The skateboard kids who couldn’t escape adulthood
THE exuberance and daring of skateboarders racing through deserted streets and flipping their boards off buildings is the exhilarating start to Bing Liu’s exceptional documentary.
But Bing’s wheel-grinding, kerbleaping footage takes a darker turn as he films the home lives of fellow skateboarders in povertystricken Rockford, Illinois.
Liu began as an amateur, making early YouTube videos of his mates, then, as he grew older, focusing on two in particular: 17-year-old kitchen porter African-American Keire Johnson, and Zack Mulligan, a 23-year-old roofer about to have a baby with his girlfriend, Nina Bowgren.
The lads’ beer and dope-fuelled camaraderie begins to diminish as adult burdens intervene.
There is little hope for advancement in Rockford, and Zack finds himself in a rented room, with a squalling baby and a dead-end job as he and his girlfriend grow increasingly irritated with each other. Keire, too, struggles with a family which lacks a father or any direction, and Bing’s own story as a Chinese immigrant with a violent, unpredictable and eventually absent father emerges.

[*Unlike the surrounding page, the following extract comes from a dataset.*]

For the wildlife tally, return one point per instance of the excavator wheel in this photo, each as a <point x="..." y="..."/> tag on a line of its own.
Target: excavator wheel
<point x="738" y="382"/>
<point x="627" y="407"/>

Domestic violence and neglect is the underpinning for all these families, and the documentary is riveting in its intimacy.
CRADLE Of Champions follows three amateur boxers aiming for fame and professional or Olympic status in New York’s Golden Gloves tournament.
There’s nothing new in this documentary, as James Wilkins and Titus Williams face off in the men’s fight, and 24-year-old single mum Nisa Rodriguez takes her own Rocky road.
But boxing fans will enjoy the brutal training and moving stories before the final clash.